У Ждана глаза повеселели, метнулся идти. Инок Захарий поймал Жданово ухо, потянул, но не больно, больше для порядка:
— Чего мечешься, или память отшибло…
Ждан руки лодочкой, лицо стало скучным, изогнулся:
— Благослови, отец Захарий!
Монах помахал пальцами. Сам думал: «Без малого четыре года в обители живет, из отрока в парня вытянулся, через два лета и чин ангельский принимать, молитвы с голоса все перенял, а обычаев юношеских, какие от святых отцов, в памяти не держит».
От ворот едва приметная тропка ведет в бор. Ждан, шагнув десяток шагов, оглянулся. Позади был обительский тын, густо увитый диким хмелем, за тыном виднелись тесовые кровельки иноческих келий, перекосившийся крест на церквушке, сверху ворот сердито глядит всевидящее око — все давно знакомое, опостылевшее.

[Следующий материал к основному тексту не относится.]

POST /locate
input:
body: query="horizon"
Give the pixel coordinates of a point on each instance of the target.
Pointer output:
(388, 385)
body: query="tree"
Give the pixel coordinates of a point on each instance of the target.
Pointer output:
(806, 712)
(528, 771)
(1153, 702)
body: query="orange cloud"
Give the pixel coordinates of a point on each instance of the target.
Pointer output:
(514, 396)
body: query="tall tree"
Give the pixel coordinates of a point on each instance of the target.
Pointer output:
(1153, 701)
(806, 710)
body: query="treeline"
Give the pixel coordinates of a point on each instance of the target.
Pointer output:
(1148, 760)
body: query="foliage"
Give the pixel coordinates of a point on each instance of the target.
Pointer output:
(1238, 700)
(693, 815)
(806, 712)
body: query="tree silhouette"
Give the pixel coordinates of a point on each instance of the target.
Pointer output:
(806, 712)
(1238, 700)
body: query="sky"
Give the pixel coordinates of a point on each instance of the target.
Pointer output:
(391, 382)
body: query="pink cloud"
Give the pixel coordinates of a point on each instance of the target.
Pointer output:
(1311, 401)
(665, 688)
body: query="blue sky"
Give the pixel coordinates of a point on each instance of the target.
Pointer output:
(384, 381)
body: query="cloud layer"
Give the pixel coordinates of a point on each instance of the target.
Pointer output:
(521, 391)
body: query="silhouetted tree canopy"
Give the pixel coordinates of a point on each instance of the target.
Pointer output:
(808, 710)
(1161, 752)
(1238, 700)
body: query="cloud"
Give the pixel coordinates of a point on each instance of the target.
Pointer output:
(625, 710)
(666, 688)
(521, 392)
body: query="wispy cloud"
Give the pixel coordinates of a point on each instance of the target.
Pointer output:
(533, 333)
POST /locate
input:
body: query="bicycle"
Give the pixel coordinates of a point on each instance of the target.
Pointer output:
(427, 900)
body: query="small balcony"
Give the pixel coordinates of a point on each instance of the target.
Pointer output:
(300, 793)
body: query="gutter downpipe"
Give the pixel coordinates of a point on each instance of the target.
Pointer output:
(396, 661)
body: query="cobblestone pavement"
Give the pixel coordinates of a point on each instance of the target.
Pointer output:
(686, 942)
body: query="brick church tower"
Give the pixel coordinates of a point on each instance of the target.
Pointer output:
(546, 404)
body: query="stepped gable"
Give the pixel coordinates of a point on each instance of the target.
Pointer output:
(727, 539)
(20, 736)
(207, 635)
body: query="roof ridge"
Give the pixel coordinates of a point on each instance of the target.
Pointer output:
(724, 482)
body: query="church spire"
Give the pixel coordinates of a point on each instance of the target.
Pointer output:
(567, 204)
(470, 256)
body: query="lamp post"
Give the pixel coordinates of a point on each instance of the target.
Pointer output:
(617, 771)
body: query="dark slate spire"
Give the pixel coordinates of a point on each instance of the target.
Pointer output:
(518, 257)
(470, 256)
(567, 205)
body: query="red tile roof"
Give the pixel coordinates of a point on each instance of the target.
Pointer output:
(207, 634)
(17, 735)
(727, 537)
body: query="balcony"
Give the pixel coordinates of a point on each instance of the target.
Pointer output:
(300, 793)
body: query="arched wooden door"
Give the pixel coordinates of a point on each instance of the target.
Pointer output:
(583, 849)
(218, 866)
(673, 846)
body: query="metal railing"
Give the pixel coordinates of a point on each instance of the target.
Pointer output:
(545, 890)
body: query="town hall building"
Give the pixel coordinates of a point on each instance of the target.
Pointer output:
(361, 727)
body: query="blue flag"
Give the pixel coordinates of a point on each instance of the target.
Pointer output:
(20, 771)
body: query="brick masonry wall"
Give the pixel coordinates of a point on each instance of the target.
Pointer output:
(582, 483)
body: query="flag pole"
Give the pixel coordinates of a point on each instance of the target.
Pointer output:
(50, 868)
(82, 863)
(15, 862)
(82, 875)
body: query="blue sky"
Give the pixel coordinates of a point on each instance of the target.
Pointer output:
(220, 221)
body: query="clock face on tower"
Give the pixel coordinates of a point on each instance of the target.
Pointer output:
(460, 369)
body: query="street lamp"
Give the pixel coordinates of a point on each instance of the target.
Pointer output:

Ждан не помнит, как попал он к монахам. Инок же Захарий рассказал: возвращался он глухой дорогой, шел из Москвы, увидел при дороге мертвого мужика и рядом отрока. Отрок был без памяти и едва жив. Захарий давно подумывал, что следует взять в обитель отрока, воды принести или другое какое дело сделать, помощник нужен. Пробовал было об этом заговаривать с архимандритом, но без толку. Увидев же отрока, обрадовался: «Господь указует». Отыскал поблизости мужика-бортника, приволок Ждана в обитель, выхаживал не страшась, хоть и знал — болезнь прилипчивая та, что занесли на Русь татары. Мертвого Оксена иноки отпели и похоронили. Очнулся Ждан после болезни, рассказал Захарию все, как татары село Суходрев разорили и сожгли, как увели его с отцом и матерью в полон и как отбил у татар полонянников великокняжеский воевода.
Захарий, когда отошла вечерняя служба, повел с игуменом Дионисием разговор: «Благослови, отец, мальцу в обители остаться, куда ему идти, сиротине малой».
Обитель была бедная, иноков вместе с игуменом Дионисием жило в обители всего шесть душ. Дионисий пришел в лесную лощинку, когда еще обители и в помине не было. В миру Дионисия звали Тимофеем Громославом. Был он конюшим тверского князя. На охоте по хмельному делу в ссоре ударил охотничьим ножом любимого княжеского боярина, пришлось Громославу, спасая голову, бежать, куда глаза глядят. До города Можая от лощины, куда пришел Дионисий, было рукой подать, но вокруг простирались лесные трущобы, даже мужики-древолазы, промышлявшие в бортях мед и воск диких пчел, избегали заходить в лощину, где простор был одним лесным бесам и лешакам. Лучшего места спасать душу и голову было не найти, бесов же Дионисий не боялся, верил, что молитва изведет всякую вражью силу. Поселился Дионисий в просторном дупле, кое-как пролетовал лето, к осени выкопал землянку. Питался он ягодами, грибами, а когда случалось раздобыть муки, пек лепешки. Скудная еда иссушила и сгорбила его могучее тело и обескровила лицо. Дионисий скоро стал походить на святых, каких рисовали на деревянных досках мастера-богомазы.